Murray Darling deal loosens Barmah Choke’s grip on water flows

Murray Darling deal loosens Barmah Choke grip on water flows

Farm Online News

Privately owned Mulwala Canal to deliver water to downstream irrigators and environmental assets


The deal might sound modest, but the benefits will be big. And the timing couldn’t be better.

NSW and federal governments, along with private irrigation company Murray Irrigation Limited (MIL), have cut a deal to bypass the Barmah Choke in the Murray River by using private infrastructure that bypasses biggest natural pinch point in the system.

That means water released from dams upstream won’t get slowed down, spilled out or evaporated when it hits the Choke, which restricts flow rate down the river.

Under the new arrangements, water released for downstream irrigation and the environment can be sent down the Mulwala canal.

The canal is owned by MIL and has only been used to deliver water to its irrigator customers. 

“This is a bloody good result, and its timely,” said NSW Water Minister Niall Blair.

“The new arrangement doesn’t use any extra water, in fact it’s using less with the MIL’s infrastructure.

The Riverina is in drought and there’s no new supply on offer to irrigators. Crops are dying in the ground and there is desperate need for animal feed.

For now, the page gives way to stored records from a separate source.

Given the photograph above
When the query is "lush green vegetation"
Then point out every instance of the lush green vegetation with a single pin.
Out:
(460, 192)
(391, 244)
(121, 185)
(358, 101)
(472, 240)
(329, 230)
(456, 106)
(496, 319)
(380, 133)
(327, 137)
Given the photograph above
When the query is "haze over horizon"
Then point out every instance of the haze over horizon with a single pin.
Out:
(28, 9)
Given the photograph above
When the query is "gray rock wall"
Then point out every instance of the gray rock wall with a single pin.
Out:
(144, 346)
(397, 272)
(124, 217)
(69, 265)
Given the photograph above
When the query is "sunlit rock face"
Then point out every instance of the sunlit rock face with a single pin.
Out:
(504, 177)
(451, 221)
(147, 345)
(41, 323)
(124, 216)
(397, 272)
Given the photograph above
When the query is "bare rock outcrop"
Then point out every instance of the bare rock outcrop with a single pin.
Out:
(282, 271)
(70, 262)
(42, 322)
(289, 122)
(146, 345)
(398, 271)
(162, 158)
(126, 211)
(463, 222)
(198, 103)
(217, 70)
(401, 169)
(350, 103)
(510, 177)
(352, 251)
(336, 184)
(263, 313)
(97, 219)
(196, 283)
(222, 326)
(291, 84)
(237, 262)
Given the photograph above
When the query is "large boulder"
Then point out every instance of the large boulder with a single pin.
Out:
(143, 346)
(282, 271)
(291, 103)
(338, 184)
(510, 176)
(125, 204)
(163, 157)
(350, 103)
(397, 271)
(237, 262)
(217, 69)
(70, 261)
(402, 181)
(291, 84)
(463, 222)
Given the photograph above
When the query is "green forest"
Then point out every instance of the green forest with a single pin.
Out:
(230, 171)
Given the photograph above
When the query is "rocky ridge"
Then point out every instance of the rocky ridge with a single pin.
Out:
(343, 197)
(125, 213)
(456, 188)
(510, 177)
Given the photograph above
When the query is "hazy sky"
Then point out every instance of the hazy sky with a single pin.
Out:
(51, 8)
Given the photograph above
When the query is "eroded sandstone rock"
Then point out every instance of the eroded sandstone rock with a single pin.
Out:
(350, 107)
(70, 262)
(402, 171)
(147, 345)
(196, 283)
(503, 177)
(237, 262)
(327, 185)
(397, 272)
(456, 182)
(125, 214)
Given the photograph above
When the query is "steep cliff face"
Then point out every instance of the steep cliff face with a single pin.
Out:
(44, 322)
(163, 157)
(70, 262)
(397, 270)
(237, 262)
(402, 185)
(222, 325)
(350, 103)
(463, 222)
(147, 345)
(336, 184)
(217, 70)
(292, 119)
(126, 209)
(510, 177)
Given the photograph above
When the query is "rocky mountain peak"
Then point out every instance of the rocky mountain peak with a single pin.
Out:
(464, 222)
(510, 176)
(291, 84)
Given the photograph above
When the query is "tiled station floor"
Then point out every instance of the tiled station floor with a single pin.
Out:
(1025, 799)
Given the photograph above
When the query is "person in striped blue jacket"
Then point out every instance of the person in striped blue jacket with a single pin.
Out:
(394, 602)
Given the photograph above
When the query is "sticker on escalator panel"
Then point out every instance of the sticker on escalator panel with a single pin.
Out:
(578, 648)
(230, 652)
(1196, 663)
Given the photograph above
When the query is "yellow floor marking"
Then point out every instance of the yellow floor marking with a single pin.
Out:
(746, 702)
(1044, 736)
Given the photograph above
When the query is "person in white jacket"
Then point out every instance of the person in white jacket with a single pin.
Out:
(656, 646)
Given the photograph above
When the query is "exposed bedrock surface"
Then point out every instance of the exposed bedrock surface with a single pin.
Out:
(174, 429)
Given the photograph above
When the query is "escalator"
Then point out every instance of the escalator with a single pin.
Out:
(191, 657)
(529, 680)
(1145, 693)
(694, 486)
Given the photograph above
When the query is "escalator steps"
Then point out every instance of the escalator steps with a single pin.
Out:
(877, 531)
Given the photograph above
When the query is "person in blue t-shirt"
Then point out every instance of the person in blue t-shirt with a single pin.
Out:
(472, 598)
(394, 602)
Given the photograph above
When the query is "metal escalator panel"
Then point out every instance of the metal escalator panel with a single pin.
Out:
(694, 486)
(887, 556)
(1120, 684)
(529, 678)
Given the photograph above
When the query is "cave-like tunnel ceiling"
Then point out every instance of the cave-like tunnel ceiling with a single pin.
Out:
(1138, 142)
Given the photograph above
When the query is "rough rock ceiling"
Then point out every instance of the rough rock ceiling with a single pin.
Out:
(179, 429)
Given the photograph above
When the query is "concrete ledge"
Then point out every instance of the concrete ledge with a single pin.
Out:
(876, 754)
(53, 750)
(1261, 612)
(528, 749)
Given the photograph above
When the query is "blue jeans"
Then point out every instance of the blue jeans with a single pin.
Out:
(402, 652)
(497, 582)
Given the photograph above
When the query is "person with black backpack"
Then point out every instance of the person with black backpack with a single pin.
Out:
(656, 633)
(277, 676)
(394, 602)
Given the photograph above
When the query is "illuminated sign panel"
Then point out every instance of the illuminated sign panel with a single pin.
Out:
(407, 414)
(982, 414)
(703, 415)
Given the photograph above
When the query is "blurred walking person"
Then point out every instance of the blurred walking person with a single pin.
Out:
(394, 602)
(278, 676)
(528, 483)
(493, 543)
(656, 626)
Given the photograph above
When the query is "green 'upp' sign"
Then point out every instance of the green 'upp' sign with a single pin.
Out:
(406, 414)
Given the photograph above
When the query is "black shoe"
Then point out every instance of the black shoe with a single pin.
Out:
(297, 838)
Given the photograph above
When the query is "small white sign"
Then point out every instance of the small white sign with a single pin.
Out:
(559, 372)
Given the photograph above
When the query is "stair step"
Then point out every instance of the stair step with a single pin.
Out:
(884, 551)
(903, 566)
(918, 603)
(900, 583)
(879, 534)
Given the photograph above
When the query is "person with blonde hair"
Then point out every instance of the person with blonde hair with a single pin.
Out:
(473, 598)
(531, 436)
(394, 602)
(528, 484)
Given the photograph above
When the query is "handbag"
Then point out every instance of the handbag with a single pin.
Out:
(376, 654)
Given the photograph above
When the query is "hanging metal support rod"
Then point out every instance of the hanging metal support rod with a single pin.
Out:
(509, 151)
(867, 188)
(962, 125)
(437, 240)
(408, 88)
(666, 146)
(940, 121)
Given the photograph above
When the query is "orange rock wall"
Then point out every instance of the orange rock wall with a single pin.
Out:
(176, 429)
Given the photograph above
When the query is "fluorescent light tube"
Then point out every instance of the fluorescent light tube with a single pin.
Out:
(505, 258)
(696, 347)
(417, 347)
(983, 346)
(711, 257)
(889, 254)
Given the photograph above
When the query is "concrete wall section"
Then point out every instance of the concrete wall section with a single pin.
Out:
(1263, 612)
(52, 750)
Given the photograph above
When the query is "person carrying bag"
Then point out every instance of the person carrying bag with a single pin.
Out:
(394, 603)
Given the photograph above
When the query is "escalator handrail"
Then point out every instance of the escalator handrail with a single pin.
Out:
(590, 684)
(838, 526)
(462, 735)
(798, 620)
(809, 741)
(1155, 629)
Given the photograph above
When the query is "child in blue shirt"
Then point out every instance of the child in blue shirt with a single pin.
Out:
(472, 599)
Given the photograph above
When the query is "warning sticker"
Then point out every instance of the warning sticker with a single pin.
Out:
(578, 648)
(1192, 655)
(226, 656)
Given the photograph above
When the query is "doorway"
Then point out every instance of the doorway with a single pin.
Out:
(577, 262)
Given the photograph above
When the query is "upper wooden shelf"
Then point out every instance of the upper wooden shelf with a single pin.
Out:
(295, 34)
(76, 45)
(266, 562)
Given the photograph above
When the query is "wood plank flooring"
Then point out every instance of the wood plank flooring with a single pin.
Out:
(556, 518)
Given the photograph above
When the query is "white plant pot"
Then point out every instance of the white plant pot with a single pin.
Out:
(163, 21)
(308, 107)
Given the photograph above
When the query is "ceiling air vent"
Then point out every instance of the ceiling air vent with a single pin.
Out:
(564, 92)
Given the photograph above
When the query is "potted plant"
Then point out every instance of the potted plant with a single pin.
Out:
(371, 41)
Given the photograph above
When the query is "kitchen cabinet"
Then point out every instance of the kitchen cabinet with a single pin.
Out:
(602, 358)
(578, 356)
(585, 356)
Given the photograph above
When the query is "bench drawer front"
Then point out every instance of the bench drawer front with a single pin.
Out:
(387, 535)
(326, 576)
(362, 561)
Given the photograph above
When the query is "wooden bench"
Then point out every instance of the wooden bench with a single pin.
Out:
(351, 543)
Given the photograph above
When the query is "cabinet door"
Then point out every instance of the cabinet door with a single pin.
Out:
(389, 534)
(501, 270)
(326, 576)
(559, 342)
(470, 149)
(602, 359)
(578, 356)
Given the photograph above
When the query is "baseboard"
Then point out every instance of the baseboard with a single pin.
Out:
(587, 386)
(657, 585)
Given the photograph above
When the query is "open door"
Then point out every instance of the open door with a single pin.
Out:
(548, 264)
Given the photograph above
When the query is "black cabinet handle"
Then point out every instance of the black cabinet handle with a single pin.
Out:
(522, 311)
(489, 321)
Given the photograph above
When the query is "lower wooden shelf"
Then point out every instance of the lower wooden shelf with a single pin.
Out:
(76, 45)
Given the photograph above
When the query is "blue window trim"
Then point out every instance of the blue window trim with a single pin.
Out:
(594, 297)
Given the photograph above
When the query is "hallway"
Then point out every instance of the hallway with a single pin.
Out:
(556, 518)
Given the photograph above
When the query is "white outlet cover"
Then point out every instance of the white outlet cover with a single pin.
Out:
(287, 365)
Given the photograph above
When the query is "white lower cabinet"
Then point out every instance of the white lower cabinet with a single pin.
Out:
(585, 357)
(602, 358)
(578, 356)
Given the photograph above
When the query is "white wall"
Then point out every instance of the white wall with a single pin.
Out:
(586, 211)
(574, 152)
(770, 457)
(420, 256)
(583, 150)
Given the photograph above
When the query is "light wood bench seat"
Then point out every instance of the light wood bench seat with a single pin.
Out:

When water is released from upstream dams, a not insignificant amount will be needed for conveyancing, that is wetting the canal and getting water flowing.

With more water moving more often down the system conveyancing efficiency will improve and water losses will reduce.

Mr Blair said his state’s bulk water agency Water NSW and MIL had struggled to reach agreement.

“But I urged them to stay at table and nut it out. This shows if we focus on the outcome, and can be flexible, we can deliver savings and maintain productivity.

“I commend the MDBA, Water Minister David Littleproud, and Water NSW for getting the deal done,’ he said.

Mr Blair said the Mulwala canal was a significant upgrade to efficient water use.

“Imaging you have a publicly-owned one lane road takes which 40 minutes to get to the destination, going the long way around wasting time and energy,’ he said.

“We’ve cut a deal with a private road operator with a three lane highway, with lots of exits which gets there in half the time.”

Federal Water Minister David Littleproud had Commonwealth oversight of regulations and helped do the deal.

“The deal would unclog the system during times of heavy demand,” he said.

“Now downstream water users will get to them when they need it.”